I also question your using Philosophy as studying parenting. Some philosophers do talk of parenting, but not as philosophers. Psychology is the field that studies parenting, along with the related field of Neuropsychology. It is very productive and helpful, especially when they study the basis for secure attachment, through empathy and love, two criteria I believe are productive of positive religious response to life. You got that, and have given it to your children.

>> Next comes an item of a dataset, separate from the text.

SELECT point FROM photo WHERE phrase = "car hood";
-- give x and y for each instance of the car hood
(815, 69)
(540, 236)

Thanks. You are a good dad.
Tom i’d take good philosophy in parenting over psychology if I had to choose between either. Most of my experiences with my four kids felt like Paul in Athens more than Paul in Vienna.
Obviously you and I disagree yet again on the point or purpose of religious training. I believe my responsibility as a Christian is to live my faith as truthfully as possible with my family and raise my children to know, love and follow Christ. I believe in educating children to know what they believe and why they believe it. All children will be educated and parents should be engaged in that education. It’s never a question of if, but whom will you give that role.
Nothing but love for Tolkien! Thanks for offering LOTR here as a parenting text. Certainly there is much to glean about particular families in it, but also about the greatness mixed with the folly of the task ahead. We can be called to do something wonderful and right, knowing full well how impossible it is. Well done, Eric.
Okay, not to get too geeky…but isn’t it fascinating that having the palantir (a kind of seeing stone, for those following along without having read LOTR) makes Denethor a worse parent and leader. He is twisted by an obsession with the future, or a desire for knowing things he cannot, or should not, know. His children and kingdom suffer greatly for it. Bilbo, by contrast, knows very little but can be certain of his path and mission. And Frodo thrives. Hmm.
Indeed, we all want the fruit of the knowledge of good and evil, it’s been the root of much pain since the dawn of our story.